Now do you see why I’m so torked?
No, I don’t see, because I don’t believe “the 3 years is the manufacturer, but honored through New Egg.” Every Icy Dock product I see on New Egg’s web site includes the following statement: “Beyond any applicable Newegg return policy, this item is warranted independently by the product’s manufacturer.” New Egg has nothing at all to do with the three year Icy Dock warranty. If anything, I think New Egg is being awfully nice to you by providing a return policy that with original packing could essentially be used in place of a warranty.
As you’ve said, you don’t have the packing, you only have the failed product. This means you should be dealing with the people who actually provide the three year warranty. That would be Icy Dock, not New Egg. Take a look at the Icy Dock web site to find out more about how to return the product directly to them.
I noticed you’re not addressing the “intact barcode” issue, which again is the real issue here.
I’m fascinated that you think I should be grateful that New Egg would even deign to deal with me on a defective product I bought from them. If you buy something from Best Buy, do you expect them to tell you to pound sand and deal with the manufacturer? If you bought pants at Robinsons and the zipper broke soon after you bought them, would you expect them to tell you to contact the manufacturer? Heck no! I do a LOT of online shopping and never have I been told that I had to deal with the manufacturer directly, except of course New Egg with those monitors, and New Egg now.
I will be dealing with ICY DOCK directly and I want to make sure no one reading this sees this as a hit on them – as I said in the podcast, stuff happens, stuff fails, it’s all in how you’re dealt with when it does. I wouldn’t buy from New Egg again if it were 100% rebate.
Thanks for the warning Allison, you’ve convinced at least 1 person to avoid New Egg.
I checked thier Standard Return Policy and nowhere does it mention that the barcode must be returned.

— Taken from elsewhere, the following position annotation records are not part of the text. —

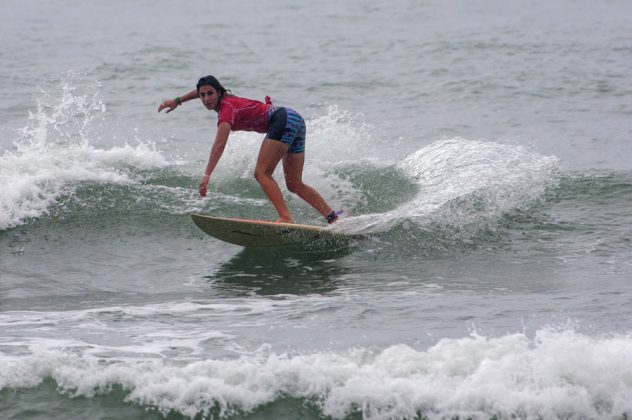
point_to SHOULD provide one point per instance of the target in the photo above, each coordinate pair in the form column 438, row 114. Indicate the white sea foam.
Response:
column 460, row 181
column 53, row 154
column 556, row 374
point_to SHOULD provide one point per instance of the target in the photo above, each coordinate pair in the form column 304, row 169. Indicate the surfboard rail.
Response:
column 261, row 233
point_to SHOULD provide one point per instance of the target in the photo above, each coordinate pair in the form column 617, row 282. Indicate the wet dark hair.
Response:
column 212, row 81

I was looking at thier own extended warranty, you are lucky you didn’t order that!
“-No Lemon Policy: Experience four documented failures on the same component and receive a new replacement product.”

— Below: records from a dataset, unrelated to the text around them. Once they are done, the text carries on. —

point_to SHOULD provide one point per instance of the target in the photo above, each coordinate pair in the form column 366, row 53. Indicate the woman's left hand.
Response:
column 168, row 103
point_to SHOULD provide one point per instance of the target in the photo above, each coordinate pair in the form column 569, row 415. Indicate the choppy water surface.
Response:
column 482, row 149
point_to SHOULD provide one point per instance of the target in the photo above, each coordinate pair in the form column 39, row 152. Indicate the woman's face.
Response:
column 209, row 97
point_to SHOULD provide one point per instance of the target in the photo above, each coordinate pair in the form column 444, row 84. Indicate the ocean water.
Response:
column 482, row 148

I’m not sure what is considered a “documented failure”, but if something fails, once should be enough.
At least Amazon will send you a box with shipping labels for returns, they don’t make you pay for that. New Egg makes you pay to return a defective item!
Phil – one correction, I may have misspoken. They did not charge me for shipping the defective box back to them, they sent me a prepaid shipping label.
Allison
I have been unable to download #172 using either IE or Firefox. Unknown error or unable to open up the site. I right click on the link “Listen once,” save it to disk and listen to it later. No luck this week.
sorry about that Jude – I had a typo in the link – let me know if it works now?
That is crazy about newegg. I have only purchased from them once or twice, I found their windows XP price to be great. I will keep your complaint in mind now in the future. I always think of you when I see a Samsung product too!!! LOL
Anyway, I have a comment about what you and Bart were talking about. I found it fascinating that he mentioned the domain squatters. It was so funny because a few months ago, I kept getting silly emails to buy the .com domain for a .us domain that I have. It’s really not a site that I update all that often, so I really didn’t care. Anyway, I just took a look at the .com name, and it’s available. I was shocked!!! I never would have expected that until Bart said something!